On the other side, the Afghan government is ready to review the constitution on the request of the Taliban, accept only the constitutional demands and recognizing them as a legitimate political party. It is not ready to give them space in the government and says only the Afghans have the right to vote and choose their representative. It desires a peace that would guarantee the rights and liberties of the people and deter the reversal of the gains of the past 18 years.
Second, the Afghan government’s concerns has increased after the US demands the Taliban to guarantee that Afghanistan will never be used against them and other countries. For Afghans, Taliban taking guarantees on behalf of Afghanistan in a time when there is an elected government is against diplomatic principles.

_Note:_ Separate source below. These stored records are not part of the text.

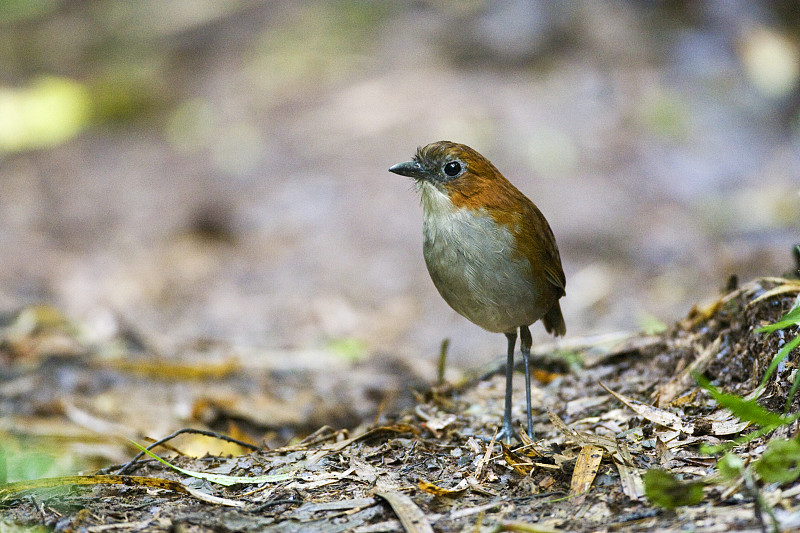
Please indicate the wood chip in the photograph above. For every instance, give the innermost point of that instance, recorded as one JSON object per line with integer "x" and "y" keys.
{"x": 653, "y": 414}
{"x": 585, "y": 471}
{"x": 411, "y": 516}
{"x": 631, "y": 479}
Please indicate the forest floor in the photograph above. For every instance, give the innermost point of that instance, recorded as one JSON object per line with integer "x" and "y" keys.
{"x": 606, "y": 412}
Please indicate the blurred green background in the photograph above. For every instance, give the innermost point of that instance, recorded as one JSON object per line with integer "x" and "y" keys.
{"x": 217, "y": 169}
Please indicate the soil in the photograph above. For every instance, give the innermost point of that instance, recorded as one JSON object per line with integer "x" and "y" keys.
{"x": 429, "y": 465}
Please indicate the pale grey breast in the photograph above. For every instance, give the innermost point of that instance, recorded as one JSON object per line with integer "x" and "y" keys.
{"x": 471, "y": 263}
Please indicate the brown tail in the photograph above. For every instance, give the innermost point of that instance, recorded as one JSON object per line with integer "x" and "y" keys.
{"x": 554, "y": 321}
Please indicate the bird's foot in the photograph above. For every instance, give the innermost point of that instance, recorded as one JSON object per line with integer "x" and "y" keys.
{"x": 506, "y": 434}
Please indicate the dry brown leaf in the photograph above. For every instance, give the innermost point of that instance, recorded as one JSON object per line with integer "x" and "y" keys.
{"x": 631, "y": 479}
{"x": 585, "y": 471}
{"x": 520, "y": 464}
{"x": 411, "y": 516}
{"x": 436, "y": 490}
{"x": 653, "y": 414}
{"x": 684, "y": 380}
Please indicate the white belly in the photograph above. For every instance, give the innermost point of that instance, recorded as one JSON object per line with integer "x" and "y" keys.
{"x": 472, "y": 262}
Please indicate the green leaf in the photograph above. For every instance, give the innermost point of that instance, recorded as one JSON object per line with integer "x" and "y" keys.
{"x": 782, "y": 354}
{"x": 730, "y": 466}
{"x": 792, "y": 318}
{"x": 665, "y": 490}
{"x": 747, "y": 410}
{"x": 780, "y": 462}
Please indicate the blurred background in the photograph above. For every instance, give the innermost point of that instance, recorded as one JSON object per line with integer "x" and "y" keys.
{"x": 217, "y": 170}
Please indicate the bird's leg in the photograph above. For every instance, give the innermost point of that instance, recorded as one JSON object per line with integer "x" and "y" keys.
{"x": 525, "y": 346}
{"x": 507, "y": 432}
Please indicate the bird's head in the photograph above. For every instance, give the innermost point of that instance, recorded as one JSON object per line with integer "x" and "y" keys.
{"x": 453, "y": 170}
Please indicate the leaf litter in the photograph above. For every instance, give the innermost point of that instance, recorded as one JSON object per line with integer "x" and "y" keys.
{"x": 624, "y": 443}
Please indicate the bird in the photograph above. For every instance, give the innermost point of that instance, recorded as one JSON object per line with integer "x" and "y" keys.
{"x": 489, "y": 251}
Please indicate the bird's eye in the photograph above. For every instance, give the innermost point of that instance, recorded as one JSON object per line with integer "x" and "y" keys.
{"x": 452, "y": 168}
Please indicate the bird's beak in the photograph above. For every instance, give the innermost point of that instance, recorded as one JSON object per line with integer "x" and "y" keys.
{"x": 411, "y": 169}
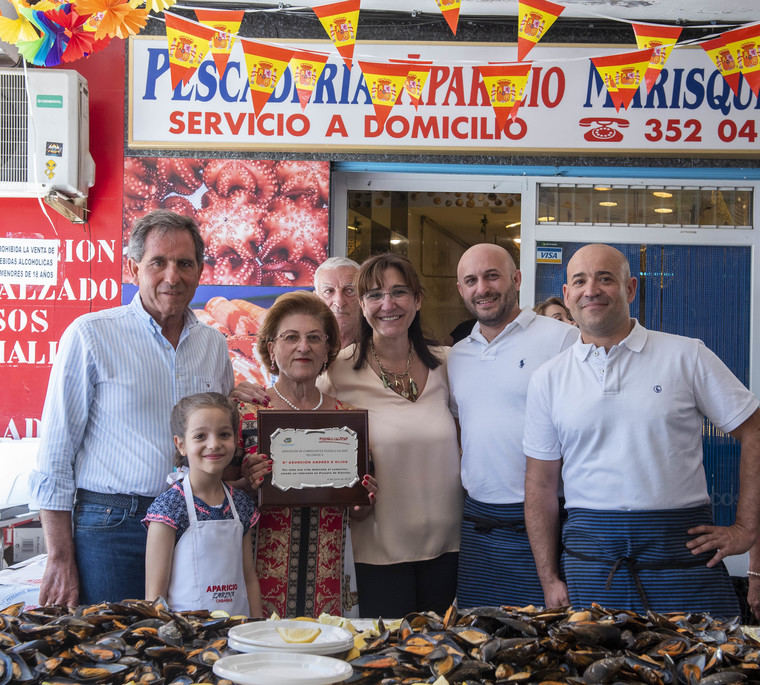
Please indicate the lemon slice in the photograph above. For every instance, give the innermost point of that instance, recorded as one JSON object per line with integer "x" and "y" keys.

Kabul is worried on which basis the US has demanded the guarantee of future Afghanistan from the Taliban? Can they give a guarantee on all of Afghanistan? The majority of Afghans think this issue must be done by the government.
Negotiation on all of Afghanistan with the Taliban has diminished the trust of the government and the public on the talks. For them, the Taliban is a small fraction, the US should talk with them as a group, not as a government because they are not the representative of Afghanistan.
It is a fact that peace is a priority of the government, but it will support only those US peace process that can pave the way to Intra-Afghan talks and prevent future perils. Most Afghans have seen the troubles of the civil war, in which they lost all state institutions, their homes and cities were demolished and millions were compelled to leave the country. Though there are many issues with the current government, it is better than a government of the Taliban or another civil war.
The talks without the government will certainly lead to another war between the political parties, warlords and the Taliban. If the Taliban gets a huge space in the system and in the interim government through the talks, they will reverse the gains of the past 18 years because they reject the Afghan constitution, army, and other institutions.
The Taliban has the skills of warfare; they don’t have the economists, sociologists, political scientists and experts of other fields to run the system. Hence, Afghanistan will once again lose its institutions just like in 1992, or might face collapse if the Taliban obtain power, but these are not what the Afghans and the government want.